Wednesday, December 17, 2008

Pixar's Magic Movies

I have to say, I wasn't that impressed by "Wall-E." I have enjoyed every Pixar movie I have seen, and I guess I liked "Wall-E" okay. But I do not see it as a particularly brilliant film, and I do not see that it achieved anything that hadn't been done before in other Pixar movies. The machine love story? "Cars." Humans interacting with strange creatures? "Monsters, Inc." Bumpkins dealing with sophisticates from the outside? "A Bug's Life." And "Cars." I like the Pixar animation, but it's no longer o far beyond the other companies that it blows them away. Dreamworks, in particular the Shrek series is just as good, technically.

So without an original story, we need a good story. "Wall-E" is a good story, but it's not a great story. A lot of critics are praising it because of the the majesty of the space visuals, but I have to say, I found "Finding Nemo" and "Monsters Inc." more impressive. As to the idea that Wall-E i somehow evocative of silent films, I would find that more convincing if the human characters did not talk up a storm. And according to the subtitles, even the robots talk. Wall-E is a cute character, but in some ways he is a shlub. He does not change his environment. He does not do anything. Stuff happens to him. The classic silent comedians, like Charlie Chaplin, Harold Lloyd and Buster Keaton were not victim because stuff happened to them. They were victims becaue they did something that turned out horribly wrong.

I see the reviewer at Time actually compared the chemitry of Wall-E and Eve to tracy and Hepburn. Uh huh. Was that from "The Desk Set?" Or perhaps "Adam's Rib?"

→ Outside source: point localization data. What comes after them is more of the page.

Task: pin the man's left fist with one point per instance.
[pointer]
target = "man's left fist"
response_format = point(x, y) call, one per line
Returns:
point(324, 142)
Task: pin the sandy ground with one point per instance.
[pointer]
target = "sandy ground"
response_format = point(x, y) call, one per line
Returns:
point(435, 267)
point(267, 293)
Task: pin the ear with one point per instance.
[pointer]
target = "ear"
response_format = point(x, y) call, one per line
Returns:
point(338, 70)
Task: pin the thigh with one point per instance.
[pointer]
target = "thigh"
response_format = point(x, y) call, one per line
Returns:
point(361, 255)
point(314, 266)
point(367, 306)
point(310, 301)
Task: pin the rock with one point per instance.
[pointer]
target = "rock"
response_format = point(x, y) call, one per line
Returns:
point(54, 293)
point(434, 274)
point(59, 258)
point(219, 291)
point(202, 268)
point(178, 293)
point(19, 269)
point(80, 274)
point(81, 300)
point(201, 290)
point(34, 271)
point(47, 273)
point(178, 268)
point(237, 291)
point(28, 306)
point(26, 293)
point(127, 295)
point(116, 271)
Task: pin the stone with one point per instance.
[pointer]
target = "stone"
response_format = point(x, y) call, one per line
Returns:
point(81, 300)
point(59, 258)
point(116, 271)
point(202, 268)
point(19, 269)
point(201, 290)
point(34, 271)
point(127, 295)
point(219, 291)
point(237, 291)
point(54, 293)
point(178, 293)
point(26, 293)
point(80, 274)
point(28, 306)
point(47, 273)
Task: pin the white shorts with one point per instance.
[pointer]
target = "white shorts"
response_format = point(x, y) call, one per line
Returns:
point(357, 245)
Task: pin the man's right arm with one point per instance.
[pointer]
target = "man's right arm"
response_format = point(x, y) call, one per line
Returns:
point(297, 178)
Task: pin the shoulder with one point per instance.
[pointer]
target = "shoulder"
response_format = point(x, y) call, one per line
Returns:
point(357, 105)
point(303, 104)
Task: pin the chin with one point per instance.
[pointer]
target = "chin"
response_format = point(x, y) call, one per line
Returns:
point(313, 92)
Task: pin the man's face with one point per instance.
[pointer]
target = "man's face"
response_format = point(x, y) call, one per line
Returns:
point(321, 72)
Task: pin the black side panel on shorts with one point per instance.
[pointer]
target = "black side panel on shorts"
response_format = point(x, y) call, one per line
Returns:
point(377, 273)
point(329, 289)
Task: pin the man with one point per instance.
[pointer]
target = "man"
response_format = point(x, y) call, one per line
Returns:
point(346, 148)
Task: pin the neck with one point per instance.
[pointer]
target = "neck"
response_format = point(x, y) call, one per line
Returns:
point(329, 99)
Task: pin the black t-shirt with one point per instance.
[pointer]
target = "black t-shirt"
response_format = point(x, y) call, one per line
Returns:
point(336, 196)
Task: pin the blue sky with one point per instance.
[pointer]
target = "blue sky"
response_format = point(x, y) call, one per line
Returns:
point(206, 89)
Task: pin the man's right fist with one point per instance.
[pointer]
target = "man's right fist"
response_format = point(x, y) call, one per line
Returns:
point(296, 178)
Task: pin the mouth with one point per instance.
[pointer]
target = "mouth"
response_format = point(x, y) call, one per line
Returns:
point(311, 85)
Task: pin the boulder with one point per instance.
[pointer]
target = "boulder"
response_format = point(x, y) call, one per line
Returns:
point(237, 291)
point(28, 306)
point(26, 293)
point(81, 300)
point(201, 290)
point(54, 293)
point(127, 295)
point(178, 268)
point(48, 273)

I suppose I shouldn't be so, so negative. I liked the movie fine, but this is the first time Pixar has not taken a great leap forward. Every movie they have made ha been an improvement over te last one until now. I think this from a quality standpoint would slide in between "Monsters , Inc" which has a great leap forward in animation, but a rather pedestrian story, and "Finding Nemo" which reached about the level where humans can tell when animation has improved and had a terrific story. The emotiveness of the characters in "Wall-E" was more obvious, but not better than in previous stories, and the use of live action sequences was just distracting. To be honest, we've had live action mixed with cartoons since "Anchor's Away," so who cares?

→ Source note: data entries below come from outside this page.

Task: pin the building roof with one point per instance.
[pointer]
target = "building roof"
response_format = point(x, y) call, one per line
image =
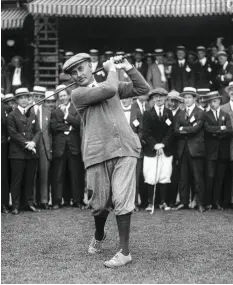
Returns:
point(129, 8)
point(13, 18)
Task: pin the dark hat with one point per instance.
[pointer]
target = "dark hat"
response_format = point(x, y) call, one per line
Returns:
point(222, 53)
point(159, 51)
point(39, 90)
point(180, 48)
point(229, 87)
point(174, 95)
point(158, 91)
point(201, 48)
point(94, 51)
point(74, 60)
point(8, 97)
point(190, 91)
point(22, 91)
point(139, 50)
point(213, 95)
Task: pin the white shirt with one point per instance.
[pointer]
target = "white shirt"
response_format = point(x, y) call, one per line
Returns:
point(175, 111)
point(225, 65)
point(181, 62)
point(127, 112)
point(203, 61)
point(17, 77)
point(218, 111)
point(190, 109)
point(138, 64)
point(37, 108)
point(161, 69)
point(159, 110)
point(94, 66)
point(22, 110)
point(141, 106)
point(231, 105)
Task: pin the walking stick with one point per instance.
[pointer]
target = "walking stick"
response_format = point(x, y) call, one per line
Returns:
point(156, 181)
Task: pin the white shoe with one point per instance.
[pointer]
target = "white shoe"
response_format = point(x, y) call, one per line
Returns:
point(118, 260)
point(95, 245)
point(149, 207)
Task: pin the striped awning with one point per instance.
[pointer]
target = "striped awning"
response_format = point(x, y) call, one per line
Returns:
point(13, 18)
point(130, 8)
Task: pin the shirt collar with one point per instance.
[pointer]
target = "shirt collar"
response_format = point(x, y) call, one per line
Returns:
point(225, 65)
point(191, 108)
point(22, 110)
point(161, 108)
point(93, 84)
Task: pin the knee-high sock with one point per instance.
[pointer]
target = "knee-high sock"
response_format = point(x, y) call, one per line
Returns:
point(99, 225)
point(123, 223)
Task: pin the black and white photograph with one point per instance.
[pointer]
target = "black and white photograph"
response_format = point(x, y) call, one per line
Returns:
point(116, 142)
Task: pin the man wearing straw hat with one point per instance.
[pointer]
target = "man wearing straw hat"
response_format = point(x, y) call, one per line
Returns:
point(191, 149)
point(25, 135)
point(228, 108)
point(218, 133)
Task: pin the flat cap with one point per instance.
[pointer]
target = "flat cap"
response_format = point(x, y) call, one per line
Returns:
point(229, 87)
point(158, 91)
point(22, 91)
point(9, 97)
point(189, 91)
point(175, 96)
point(74, 60)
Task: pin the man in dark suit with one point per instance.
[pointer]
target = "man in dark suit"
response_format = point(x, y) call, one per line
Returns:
point(228, 108)
point(174, 99)
point(24, 134)
point(203, 71)
point(137, 110)
point(5, 110)
point(65, 126)
point(182, 74)
point(44, 148)
point(218, 132)
point(18, 74)
point(156, 75)
point(96, 64)
point(139, 64)
point(191, 149)
point(157, 133)
point(224, 75)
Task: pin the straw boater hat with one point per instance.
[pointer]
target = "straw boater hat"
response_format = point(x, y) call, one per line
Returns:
point(229, 87)
point(174, 95)
point(202, 93)
point(40, 90)
point(22, 91)
point(190, 91)
point(158, 91)
point(74, 60)
point(9, 97)
point(213, 95)
point(49, 97)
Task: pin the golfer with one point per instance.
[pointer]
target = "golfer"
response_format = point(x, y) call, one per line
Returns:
point(109, 146)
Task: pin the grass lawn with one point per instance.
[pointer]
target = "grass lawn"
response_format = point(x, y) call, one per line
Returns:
point(51, 247)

Also, the autopilot looked too much like HAL from "2001."
I

4 comments:

Unknown said...

You are perfectly entitled to your opinion on not finding WALL-E to be the best Pixar yet (like most of the world does), but don't try to demean how or why critics are praising it. Ready any review of it and you'll see that the amazing visuals are generally referred to as a bonus to the beautiful story and themes of the film, not the main reason they're praising it at all.

Mike Chary said...

I'll demean what and why critics are saying as nuch as I want. Why not? The story was pedestrian, and the themes were retreads. And not retreads of other movies, but retreads of other Pixar movies.